Машины ногти впиваются мне в кожу, с такой силой она сдавливает мою руку.
– Пап, нам надо вам кое-что сказать.
Белов плотно губы сжимает. Уже и говорить ничего не надо. Он сам все понял.
– Это как понимать? – гремит его голос. – Дамир? – а взгляд расплавленной сталью перетекает на меня.
– Мы с Машей вместе, – отвечаю как есть.
– Вместе?
– Да.
– Это так ты за моей дочкой присмотрел?
– За ней не нужно присматривать. – Тут, конечно, вру, потому что находить приключения – это в стиле Маши, но имею в виду совсем другое. – Она у тебя довольно взрослая и умная. А вместе мы… потому что так сложилось.
По гневному лицу вижу, что принимать ситуацию быстро он не собирается.
– Что ж ты творишь, а? – выпаливает на выдохе, – Хочешь, чтобы мучилась она, да? А ты, Маша, куда смотришь? Думаешь вообще головой?
– Я люблю Дамира, пап.
– Я уволился, – поясняю ему ситуацию, потому что знаю, что вопрос моей работы для него стоит на первом месте.
Скривившись на Машкино признание, Иван снова возвращает внимание на меня.
– Уволился? Ты же никогда не собирался. С чего вдруг?
– Потому что Маша для меня оказалась важнее.
Илона складывает руки на груди и головой качает. Хоть тут легче. Кажется, хотя бы у нее мы нашли понимание. Маша тоже замечает, как мать с теплотой смотрит на нее, и благодарно улыбается в ответ.

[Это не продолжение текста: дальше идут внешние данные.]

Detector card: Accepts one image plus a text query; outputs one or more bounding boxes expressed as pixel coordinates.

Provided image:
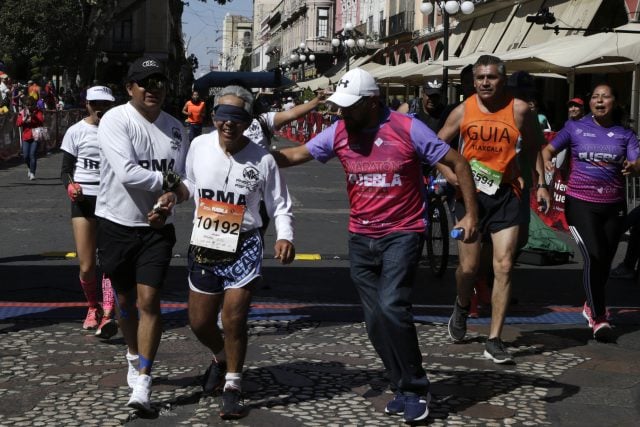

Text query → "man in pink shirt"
[272,68,477,422]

Чувствую, как внутри все сводит от напряжения. Что ни говори, для меня одобрение Ивана тоже важно, хоть и не влияет ни на что. Но внутри понимаю, что хочу, чтобы «дети» так и остались детьми.
– Изверги, что ж творите, а? – чертыхается Иван и, махнув рукой, проталкивается между нами в зал.
Ободряюще сжимаю руку Маши. Она выглядит немного напуганной и бледной.
– Пойдем, не волнуйся.
Иван рывком достает из шкафа бутылку коньяка и рюмку. Молча наливает и тут же махом выпивает. Щурится, тяжело дыша.
– Пап, – пытается достучаться Маша, – ты же любишь Дамира. И меня тоже. Тебе даже привыкать ни к чему на надо. Для тебя изменится только то, что Дамир теперь будет бывать здесь чаще.
– Удивили так удивили, – будто не слыша дочери, Белов опирается ладонями на стол. – Вот, а я говорил, что тебе в столицу ехать не надо. Как чувствовал же.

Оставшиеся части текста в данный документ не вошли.